At first glance, Butch Jones’ second Tennessee football schedule looks even tougher than his first.
The SEC released its 2014 schedule Wednesday, and, in doing so, unleashed a debate as to which teams got a break and which got the shaft.
The Vols didn’t get either.
Still, a pragmatist could make a case that UT has at least a slightly tougher road to bowl eligibility in 2014 than it does in 2013.
Start with the marquee non-conference game. It’s a wash. The Vols aren’t picked by anyone to get a win at Oregon. They won’t be picked by anyone to get a win at Oklahoma in 2014.
Tennessee should win its other three non-conference games in 2013 and again in 2014. But the ’14 fare, at least on paper, is an upgrade.
Swaping Chattanooga for Austin Peay won’t trip the toughness sensor. Western Kentucky could be a headache this year. Another Sun Belt team, Arkansas State, replaces the Hilltoppers in 2014.
The Red Wolves don’t have Bobby Petrino on the sideline but they were 10-3 last year and are picked to finish higher than Western Kentucky this season.
Now substitute Utah State for South Alabama.

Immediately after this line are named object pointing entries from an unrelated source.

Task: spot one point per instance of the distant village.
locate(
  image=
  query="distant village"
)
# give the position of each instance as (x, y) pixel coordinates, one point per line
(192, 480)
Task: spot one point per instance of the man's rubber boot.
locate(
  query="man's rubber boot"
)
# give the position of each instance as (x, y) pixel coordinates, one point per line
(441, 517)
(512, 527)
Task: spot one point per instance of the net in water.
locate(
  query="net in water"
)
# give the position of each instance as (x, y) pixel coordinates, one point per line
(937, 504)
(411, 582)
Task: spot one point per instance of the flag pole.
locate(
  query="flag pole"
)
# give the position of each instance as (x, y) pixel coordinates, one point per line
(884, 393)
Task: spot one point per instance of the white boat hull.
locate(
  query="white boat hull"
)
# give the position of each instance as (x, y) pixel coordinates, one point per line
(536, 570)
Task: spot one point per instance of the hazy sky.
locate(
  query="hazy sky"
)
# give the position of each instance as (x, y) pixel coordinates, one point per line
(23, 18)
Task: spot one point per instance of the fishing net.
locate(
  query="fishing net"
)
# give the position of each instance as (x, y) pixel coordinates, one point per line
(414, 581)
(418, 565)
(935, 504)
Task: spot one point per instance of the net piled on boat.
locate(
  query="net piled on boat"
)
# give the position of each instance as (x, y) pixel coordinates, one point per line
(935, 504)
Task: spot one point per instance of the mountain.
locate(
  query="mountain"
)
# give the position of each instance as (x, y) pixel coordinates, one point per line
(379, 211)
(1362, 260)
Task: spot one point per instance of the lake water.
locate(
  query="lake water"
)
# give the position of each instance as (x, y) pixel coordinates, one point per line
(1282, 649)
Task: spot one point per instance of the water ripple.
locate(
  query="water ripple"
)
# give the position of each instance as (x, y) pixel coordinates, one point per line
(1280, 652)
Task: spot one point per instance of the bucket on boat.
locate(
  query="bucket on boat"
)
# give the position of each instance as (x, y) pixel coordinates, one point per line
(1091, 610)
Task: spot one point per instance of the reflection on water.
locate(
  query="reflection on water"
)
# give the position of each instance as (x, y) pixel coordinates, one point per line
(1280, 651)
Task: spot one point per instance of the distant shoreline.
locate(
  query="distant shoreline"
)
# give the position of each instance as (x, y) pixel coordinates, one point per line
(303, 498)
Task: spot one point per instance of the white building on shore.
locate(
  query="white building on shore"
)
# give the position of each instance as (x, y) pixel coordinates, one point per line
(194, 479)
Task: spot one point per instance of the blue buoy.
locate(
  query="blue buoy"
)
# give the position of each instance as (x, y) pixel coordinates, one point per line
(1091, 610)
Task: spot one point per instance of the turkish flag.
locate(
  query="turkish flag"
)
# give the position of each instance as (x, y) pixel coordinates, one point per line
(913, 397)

There goes the alarm. The Aggies went 11-2 last year, won the final WAC title and will have quarterback Chuckie Keeton as a third-year starter in 2014.
They have also given a severe dose of the puckers to Auburn fans at Jordan-Hare (2011) and Wiscosin fans at Camp Randall (2012) in the past two years.
Moving to the SEC grind, remove a home game against Auburn and replace it with a visit to Ole Miss. Based on the current perception of those two programs, nobody voluntarily makes that trade.
On to the usual suspects that make up the heart of UT’s conference schedule.
This year it’s Florida and Alabama on the road, Georgia and South Carolina at home. In 2014, it’s the opposite.
Beating Alabama here, there or Wembley Stadium is unlikely. End of story.
A home win over Florida is more realistic than a win at The Swamp. However, the real reality is that the Vols haven’t beaten the Gators since 2005 and Florida has won the past three trips to Neyland by an average of 18.3 points.
The game has lost its headliner appeal and was thus pushed back to October for the first time since 1991.
As for Georgia and South Carolina, the Vols will be underdogs this year and likely next. The better upset chance would appear be this year in Knoxville rather than next year in Athens or Columbia.
In ’14 the Vols will finish with Vanderbilt, not Kentucky. James Franklin has given the ’Dores more of a home-field edge. The Vols get Vandy in Knoxville this year but can no longer assume Big Orange fans will take over Vandy’s stadium in 2014 the way they used to do.
Kentucky will improve under new coach Mark Stoops. The Vols will improve more under Jones. Lexington in ’13 or Knoxville in ’14, Tennessee should be favored.
Getting Missouri at home in ’14 is preferable to playing in Columbia this year. There lies the best chance for an improved head-to-head result.
By December, of course, we could have a different view of any number of teams. Tennessee, for one, is very much a work in progress. Key veterans will be leaving after 2013, promising recruits arriving for 2014.
But for now, at first glance — second, too, come to think of it — it looks like the journey revealed Wednesday gets tougher.